When I trained as a Young Ambassador two years ago, I was determined to give something back to the charity that had helped me so much in my darkest years. I regularly used the forums and read blogs on the website, which made me feel like I had support when I felt so alone. Once I had the training, I wasn’t really sure what to do next. There were no other Ambassadors at Exeter at the time and the services were next to none, so I wanted to start something and make a change. I contacted some other students from the university who I knew had experience with eating disorders and we put our heads together to come up with “Exeter Beats Eating Disorders”.  We were determined to make life better for people with eating disorders, not just at the university, but in the wider Exeter area.

In our first year as a campaign, we had a following of over 150 people, raised over £700 for Beat and hosted a talk by Emma Woolf about her experience of having an eating disorder at university. When I started this campaign, I never thought it would take off like it did.
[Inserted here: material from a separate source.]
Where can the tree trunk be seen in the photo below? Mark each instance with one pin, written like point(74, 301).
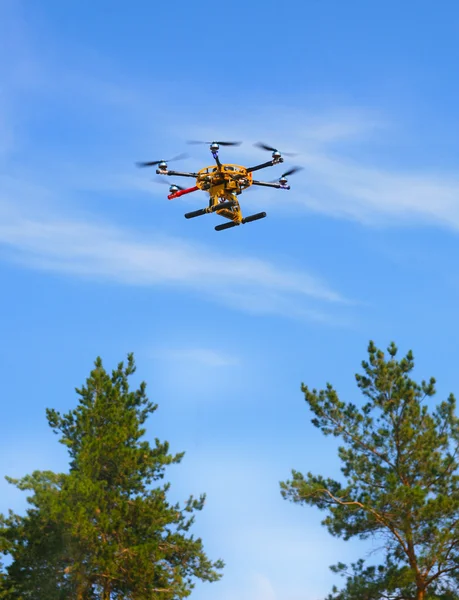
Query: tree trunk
point(106, 591)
After our first year we were nominated for two university awards and appeared on ITV news, BBC news and the local news for the work we were doing.

Before we knew it, we had created a movement in Exeter. Suddenly people were talking about eating disorders and the lack of services available in the South West. We had provided sufferers and carers in Exeter the opportunity to reach out to people who just got it without explanation. We couldn’t stop the campaign after the success we had, so we continued.
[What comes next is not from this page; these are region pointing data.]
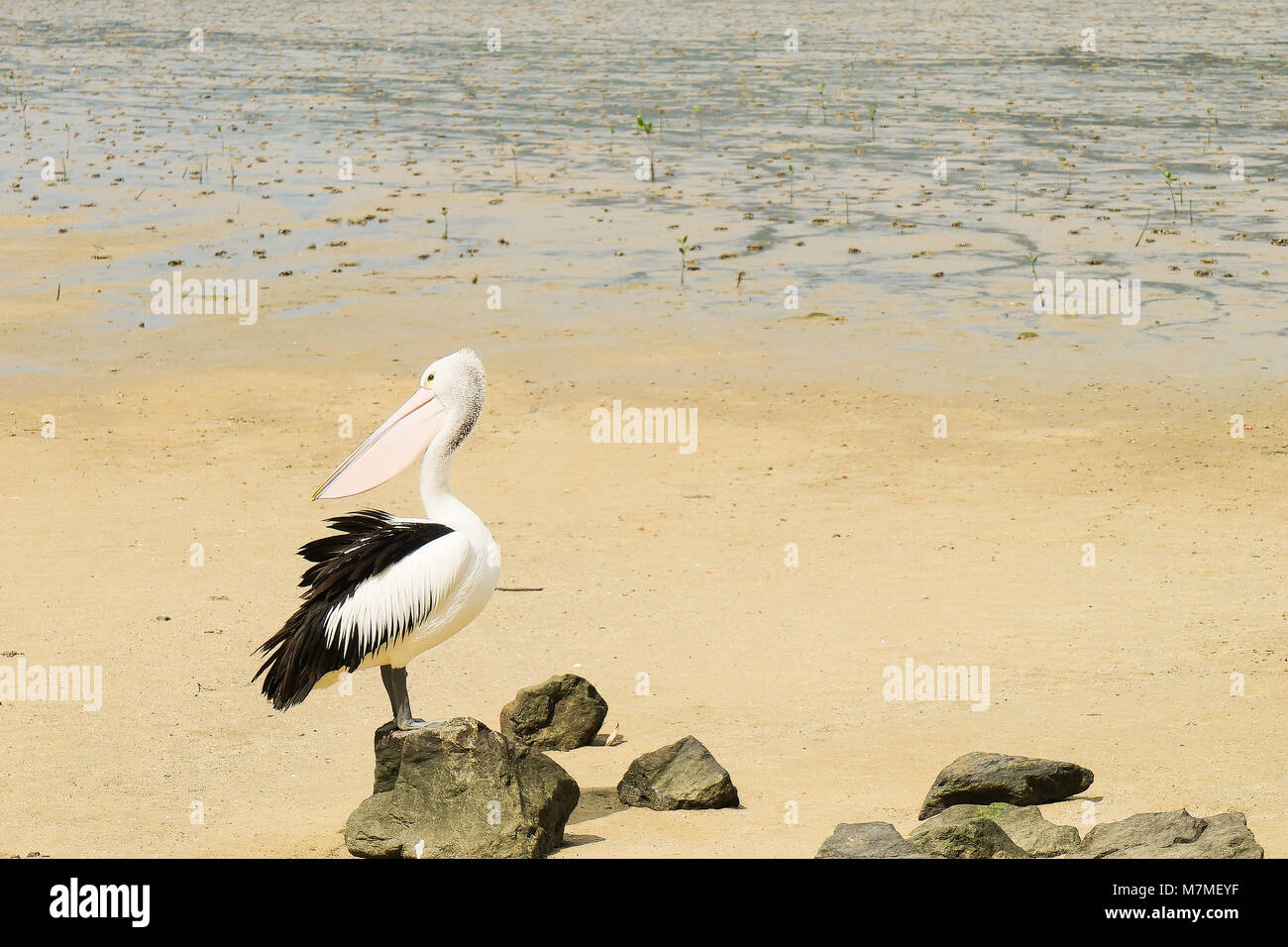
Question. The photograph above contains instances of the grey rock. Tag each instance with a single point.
(460, 789)
(681, 776)
(995, 777)
(559, 714)
(867, 840)
(1172, 835)
(1022, 823)
(970, 838)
In our second year as a campaign, we wanted to top what we had done in our first year. Our target for fundraising this year was £1000. We wanted to host another talk with Emma Woolf, but also host more frequent events and then finish the year with a big fundraiser. We did it! We hosted a really lovely Christmas talent showcase event where we had singers, spoken word poets and dancers performing to raise money for Beat. In Eating Disorder Awareness Week, we had Emma Woolf return to do a talk on self-esteem and body confidence. We held regular bake sales on campus to fundraise and raise awareness. We appeared on ITV news and local news AGAIN and appeared on BBC Radio Devon. Finally, we are in training to do the British 10K run in summer. With all of this our following has grown to over 270 people; we have raised over £1100 and we are still going!!

I feel like such a proud mother and I’m so proud of everyone who has been involved with the campaign. Being the Beat Campus Rep at Exeter has given me all of these amazing opportunities and the chance for me to grow in confidence, to embrace my past and use it to help other people.

I am proof, and all the people who are part of Exeter Beats Eating Disorders are proof, that an eating disorder does not need a thing you are ashamed of. You can use your past to achieve amazing things – you just need to get out there and talk to people. If you really want to make a difference at your university, I cannot recommend being a Campus Rep enough! I have loved the experience and wish I could stay at university and carry it on.

So now I’m here at the end of my degree, but it is not the end of the campaign we started two years ago. It’s a new beginning because our campaign has now made it to be a permanent society at the University of Exeter!

We were loud about the issues surrounding eating disorders in the South West, and we were heard… you can be too!